O presidente dos Estados Unidos, Donald Trump, afirmou que não descarta a possibilidade de um confronto armado com a Venezuela. A declaração foi dada em entrevista à rede NBC News e ocorre em meio ao aumento das tensões diplomáticas e militares entre os dois países, intensificadas por sanções, bloqueios navais e recentes movimentações das Forças Armadas americanas na região do Caribe.
Durante a entrevista, concedida por telefone, Trump disse que o governo dos EUA pretende realizar novas apreensões de petroleiros ligados à Venezuela. Segundo ele, não existe um cronograma ou planejamento previamente definido para essas ações. “Depende. Se eles forem tolos o suficiente para continuar navegando, vão acabar voltando para um dos nossos portos”, afirmou.

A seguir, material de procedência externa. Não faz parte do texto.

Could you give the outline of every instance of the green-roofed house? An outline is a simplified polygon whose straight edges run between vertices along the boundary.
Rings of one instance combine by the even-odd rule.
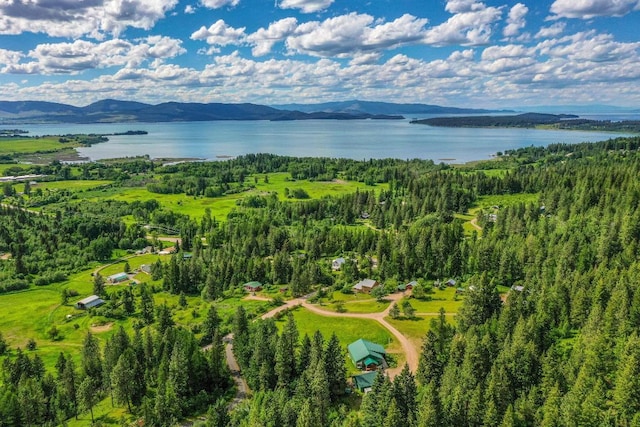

Questionado sobre a possibilidade de a destituição do presidente venezuelano, Nicolás Maduro, ser o objetivo final da política americana, Trump evitou uma resposta direta. “Ele sabe exatamente o que eu quero. Ele sabe melhor do que ninguém”, disse o presidente dos EUA.

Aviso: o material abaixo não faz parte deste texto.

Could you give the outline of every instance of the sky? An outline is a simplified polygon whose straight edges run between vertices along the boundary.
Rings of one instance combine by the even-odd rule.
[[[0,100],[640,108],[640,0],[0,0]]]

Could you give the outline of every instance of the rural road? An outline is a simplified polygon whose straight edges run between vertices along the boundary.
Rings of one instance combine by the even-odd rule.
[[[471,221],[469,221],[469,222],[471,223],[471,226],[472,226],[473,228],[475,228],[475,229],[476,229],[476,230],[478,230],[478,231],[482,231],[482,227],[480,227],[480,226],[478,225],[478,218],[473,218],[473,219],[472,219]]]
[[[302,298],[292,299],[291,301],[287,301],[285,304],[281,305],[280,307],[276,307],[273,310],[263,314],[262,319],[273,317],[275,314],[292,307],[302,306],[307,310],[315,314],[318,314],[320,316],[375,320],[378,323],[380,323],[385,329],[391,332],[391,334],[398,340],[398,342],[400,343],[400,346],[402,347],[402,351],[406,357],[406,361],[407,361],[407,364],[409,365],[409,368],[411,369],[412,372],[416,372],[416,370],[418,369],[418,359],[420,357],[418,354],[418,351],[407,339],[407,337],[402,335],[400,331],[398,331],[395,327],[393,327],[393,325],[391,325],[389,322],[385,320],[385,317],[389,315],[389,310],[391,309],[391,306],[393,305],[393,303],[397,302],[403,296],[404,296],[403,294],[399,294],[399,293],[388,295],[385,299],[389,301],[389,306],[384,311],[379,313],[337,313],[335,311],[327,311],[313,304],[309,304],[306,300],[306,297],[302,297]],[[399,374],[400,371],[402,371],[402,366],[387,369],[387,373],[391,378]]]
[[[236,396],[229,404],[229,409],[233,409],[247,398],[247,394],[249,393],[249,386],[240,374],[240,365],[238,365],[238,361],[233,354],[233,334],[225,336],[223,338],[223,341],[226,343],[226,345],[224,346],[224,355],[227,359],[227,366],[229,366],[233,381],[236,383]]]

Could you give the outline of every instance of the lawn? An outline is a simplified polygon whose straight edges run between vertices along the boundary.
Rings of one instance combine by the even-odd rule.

MOVIMENTAÇÃO MILITAR PRÓXIMA À CAPITAL VENEZUELANA
As declarações de Trump coincidem com registros recentes de atividade militar americana nas proximidades da Venezuela. Dados do site de monitoramento aéreo FlightRadar indicam que pelo menos cinco caças F/A-18 da Marinha dos Estados Unidos sobrevoaram uma área próxima a Caracas no fim da tarde de quinta-feira (18). Outras duas aeronaves militares americanas também foram identificadas operando no Caribe.

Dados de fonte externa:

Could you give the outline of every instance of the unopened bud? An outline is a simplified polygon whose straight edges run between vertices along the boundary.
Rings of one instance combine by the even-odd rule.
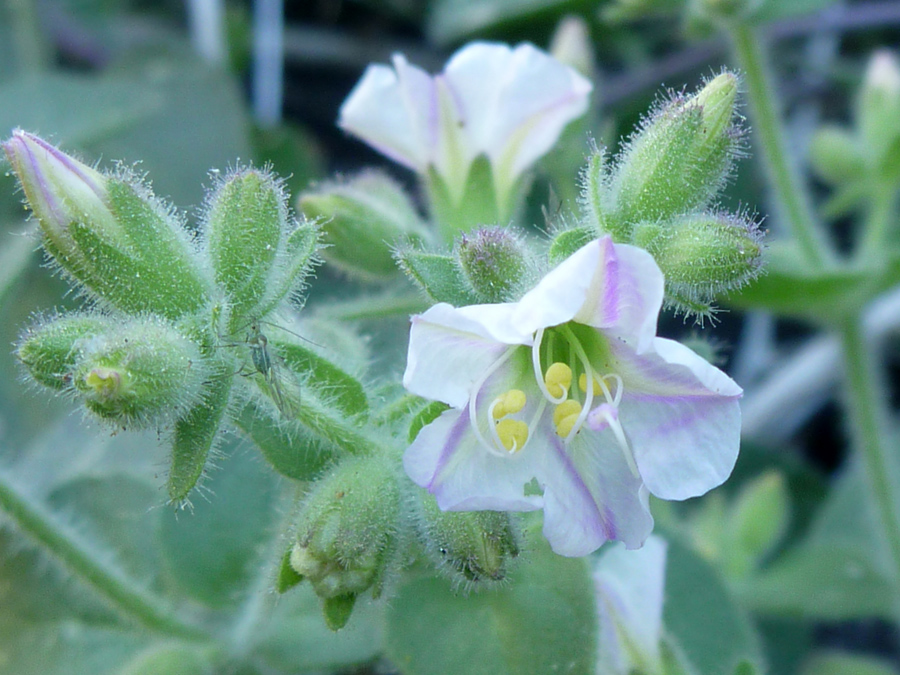
[[[507,578],[520,551],[512,516],[502,511],[442,511],[417,492],[418,529],[435,566],[455,583],[483,586]]]
[[[832,185],[858,180],[866,165],[856,138],[835,126],[821,127],[813,135],[809,161],[816,174]]]
[[[752,219],[701,213],[640,223],[634,243],[656,259],[666,299],[687,313],[706,314],[719,294],[740,288],[762,269],[762,243]]]
[[[866,77],[857,100],[857,120],[866,152],[872,166],[893,170],[900,139],[900,62],[888,50],[875,52],[869,61]]]
[[[72,314],[39,321],[19,340],[16,356],[38,384],[62,390],[72,385],[82,347],[110,332],[113,323],[95,314]]]
[[[133,176],[105,176],[22,130],[3,149],[71,277],[130,313],[177,318],[203,306],[208,285],[187,233]]]
[[[456,258],[479,302],[512,300],[528,269],[525,247],[502,227],[462,235]]]
[[[218,186],[206,213],[207,247],[216,282],[232,303],[232,324],[246,325],[270,288],[287,236],[287,197],[268,172],[235,171]]]
[[[696,0],[694,11],[714,22],[734,21],[752,15],[763,0]]]
[[[367,590],[377,597],[398,550],[399,509],[397,478],[387,458],[344,460],[313,485],[303,505],[291,567],[325,601]],[[326,618],[328,611],[326,605]]]
[[[394,258],[410,281],[435,302],[446,302],[454,307],[479,302],[453,256],[405,246],[394,253]]]
[[[787,486],[779,473],[765,473],[741,489],[731,506],[723,546],[731,574],[747,574],[772,550],[787,527],[788,510]]]
[[[325,183],[300,196],[299,210],[321,223],[325,259],[364,279],[397,273],[392,250],[400,241],[421,241],[425,226],[406,192],[386,174],[370,170]]]
[[[82,340],[73,385],[95,415],[127,427],[177,420],[209,378],[198,346],[168,324],[135,320]]]
[[[571,66],[593,79],[594,48],[591,30],[582,17],[569,14],[562,18],[550,40],[550,54],[560,63]]]
[[[609,204],[606,229],[627,242],[631,225],[700,209],[721,189],[740,133],[735,123],[738,78],[723,72],[697,94],[675,96],[647,120],[618,159],[606,194],[588,196]]]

Os sobrevoos ocorreram dois dias após o anúncio de um bloqueio a navios petroleiros sancionados que entram ou saem do território venezuelano, medida que contribuiu para o agravamento das tensões entre Washington e Caracas.
ACUSAÇÕES E REAÇÃO VENEZUELANA
Trump também voltou a acusar a Venezuela de se apropriar de petróleo e de terras que, segundo ele, pertenceriam aos Estados Unidos. Em uma publicação nas redes sociais, o presidente afirmou que a pressão americana continuará até que o governo venezuelano “devolva” o que teria sido tomado, sem detalhar quais ativos estariam envolvidos.
O governo da Venezuela reagiu às declarações e às medidas anunciadas pelos EUA, classificando a postura americana como uma “ameaça grotesca”. Em nota oficial, Caracas afirmou que o bloqueio é “absolutamente irracional” e viola princípios do livre comércio e da navegabilidade internacional.
Desde agosto, os Estados Unidos reforçaram sua presença militar no Mar do Caribe, com o envio de navios de guerra e de um submarino nuclear. De acordo com Washington, a mobilização tem como objetivo o combate ao narcotráfico na região.
O reforço militar ocorreu pouco depois de o governo americano dobrar para US$ 50 milhões a recompensa por informações que levem à prisão ou condenação de Nicolás Maduro, acusado pelos EUA de liderar o chamado Cartel de los Soles. Desde o início dessas operações, as autoridades americanas afirmam ter realizado ataques aéreos contra 28 embarcações suspeitas de transportar drogas, ações que teriam resultado em mais de 100 mortes.